More than an individual approach
With many individuals struggling, faculty, staff and students say larger, structural changes — in addition to individual support — need to be made.
Ravisankar was the Graduate Teaching Fellows Federation president last year and has worked closely with the university, health care and resources. He said the university tends to handle mental health on an “individual-level” rather than focusing on “material needs” and communal support.
An individual level of support means looking at mental health as a personal endeavor, such as going to therapy or attending a wellness workshop. However, only tailoring mental health support to the individual ignores the external factors that impact someone’s wellbeing, Ravinsankar said.
“I don’t see that many resources available on campus, other than too many workshops that focus on stress on an individual level,” Ravisankar said. “Yes, that is part of mental health, but it has become too much a part of the university’s approach to dealing with mental health. There should be more support for the Duck Nest and similar initiatives on campus that can meet students’ needs.”
Ravisankar also mentioned seeing material needs addressed, such as food insecurity and having options like subsidized meals or free meals.

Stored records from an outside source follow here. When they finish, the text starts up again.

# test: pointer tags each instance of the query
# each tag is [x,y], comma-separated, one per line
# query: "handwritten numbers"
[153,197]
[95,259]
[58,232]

UO provides support for students like mental health consultations, an after hour crisis and support line, counseling sessions and wellness events and workshops. While classes were online between winter 2020 and spring 2021, the university made academic accommodations such as suspending academic disqualifications for the 2020 winter term, refunding the online credit fee, extending the deadline for spring 2020 graduates to complete requirements and allowing students to take more classes pass/no pass during certain terms.

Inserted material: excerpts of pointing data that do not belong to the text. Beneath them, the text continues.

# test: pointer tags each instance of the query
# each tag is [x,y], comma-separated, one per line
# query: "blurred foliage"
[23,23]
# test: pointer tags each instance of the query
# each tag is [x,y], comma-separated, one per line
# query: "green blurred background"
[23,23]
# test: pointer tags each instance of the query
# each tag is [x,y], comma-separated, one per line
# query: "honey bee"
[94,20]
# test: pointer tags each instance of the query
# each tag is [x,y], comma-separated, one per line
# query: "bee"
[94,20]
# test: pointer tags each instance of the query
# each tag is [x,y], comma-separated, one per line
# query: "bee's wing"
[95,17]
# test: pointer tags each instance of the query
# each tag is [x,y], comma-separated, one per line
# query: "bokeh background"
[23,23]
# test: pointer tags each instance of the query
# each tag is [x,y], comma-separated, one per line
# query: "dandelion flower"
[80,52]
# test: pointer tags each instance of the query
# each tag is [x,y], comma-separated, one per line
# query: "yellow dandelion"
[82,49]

Another example of a structural change is that UO allowed faculty on tenure track to pause their timelines. Weaver said that there should also be an increase in salary for career instructors not on tenure track.
“That is a big equity issue that is not specific to the UO,” she said. “There also needs to be better support for students because students will confide in us about their struggles, and sometimes we don’t know where to send them or how to help.”
Kate Mills, assistant professor of psychology, echoes the same sentiment as Rajeev and Weaver. Mills has been working in academia her whole career, starting as an undergraduate, earning a Ph.D. and now working as a professor.
“Mental health has been something that, it’s interesting, it’s often a point of research in many of the labs I have been a part of, but interestingly it is not a focus in conversation on how the structure of academia impacts mental health,” Mills said.
Since the pandemic hit, meeting the high performance standards of academia has become harder for many.
“[COVID] has been personally very difficult. There was an internal motivation to push through and to handle things,” Mills said.
Mills’s feelings of working to push through and expand personal capacity are something that many people are currently going through. Circumstances have changed, but the structure of academia has not adjusted, Mills said.
“For instance, we get messages and emails that say ‘take care of yourself,’ but at the same time there is an increase of expectation to deliver, but the structure did not change,” Mills said. “The burden was placed on individuals rather than the structure to change. Few initiatives were fantastic, but they were only awarded to some faculty.”
Throughout the pandemic, UO faculty, staff and students have faced heightened mental health challenges, and many say that addressing mental health on an individual level isn’t enough. They want to shift the focus of the conversation to structural and cultural changes that will improve community member’s well-being.
Mills, Ravishankar and Weaver say that work expectations have remained high despite pandemic-related challenges — or, as Ravishankar said, “Everything kept moving, nothing slowed down.”